Energiewechsel

Hannover: Norddeutsche Wissenschaftsministerkonferenz bündelt ihre Kräfte – Meeresforschung weiterentwickeln – Vorreiterrolle in der Energieforschung

Pressemeldung vom 2. Dezember 2013, 10:02 Uhr

Die Norddeutsche Wissenschaftsministerkonferenz (NWMK) hat sich dafür ausgesprochen, gemeinsam mit dem Bund eine Strategie für die Weiterentwicklung der deutschen Meeresforschung zu erarbeiten. Die Ministerinnen, Senatorinnen und Minister der Länder Niedersachsen, Mecklenburg-Vorpommern, Schleswig-Holstein und der Stadtstaaten Hamburg und Bremen waren sich einig, ihre Kräfte in dieser Frage zu bündeln. Die fünf norddeutschen Bundesländer haben das Potential, in der Meeresforschung gemeinsam Probleme von globaler gesellschaftlicher Relevanz zu lösen, heißt es in einer Strukturanalyse der Wissenschaftlichen Kommission Niedersachsen. Die Norddeutsche Wissenschaftsministerkonferenz hat heute unter Vorsitz der Niedersächsischen Ministerin für Wissenschaft und Kultur, Gabriele Heinen-Kljajic, in Hannover getagt.

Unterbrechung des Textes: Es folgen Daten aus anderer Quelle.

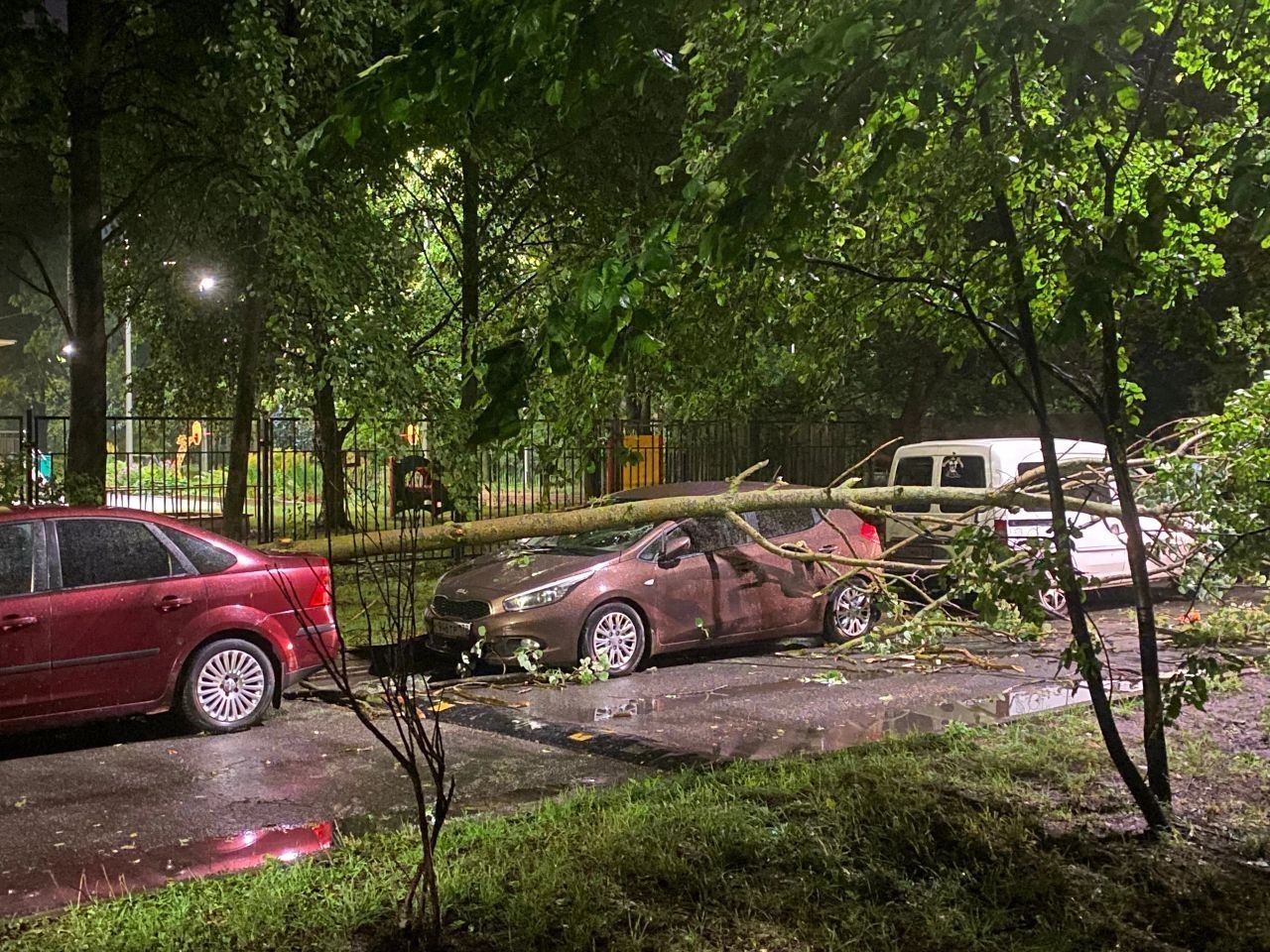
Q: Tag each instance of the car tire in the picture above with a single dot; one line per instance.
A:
(229, 687)
(616, 630)
(852, 612)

Neben der Meeresforschung stand die Energieforschung im Mittelpunkt der Gespräche. Norddeutschland habe beim Ausbau der Erneuerbaren Energien eine Vorreiterrolle. Das treffe insbesondere auf die Windenergie zu. Um die Herausforderung der Energiewende zu meistern, bedürfe es allerdings noch erheblicher Forschungsanstrengungen. Norddeutschland biete hier mit seinen exzellenten Hochschulen und Forschungseinrichtungen große Potenziale. Insbesondere in der Windenergieforschung wollen die Länder den Bund zur weiteren Unterstützung der Forschungsaktivitäten auffordern.

Wissenschaftsministerin Heinen-Kljajic betonte, dass die norddeutschen Länder ihre Position gegenüber dem Bund dadurch stärken, dass sie gemeinsam ihre Ziele verfolgen. Länderübergreifende Interessen würden die Vielfalt und Stärken des norddeutschen Wissenschafts- und Forschungsraums sichtbar machen. Dadurch würden sich neue Spielräume für strategische Ansätze eröffnen.

Weitere Gesprächspunkte waren u.a. der Sanierungsstau bei Forschungsinfrastrukturen sowie aktuelle wissenschaftspolitische Themen auf Bundesebene.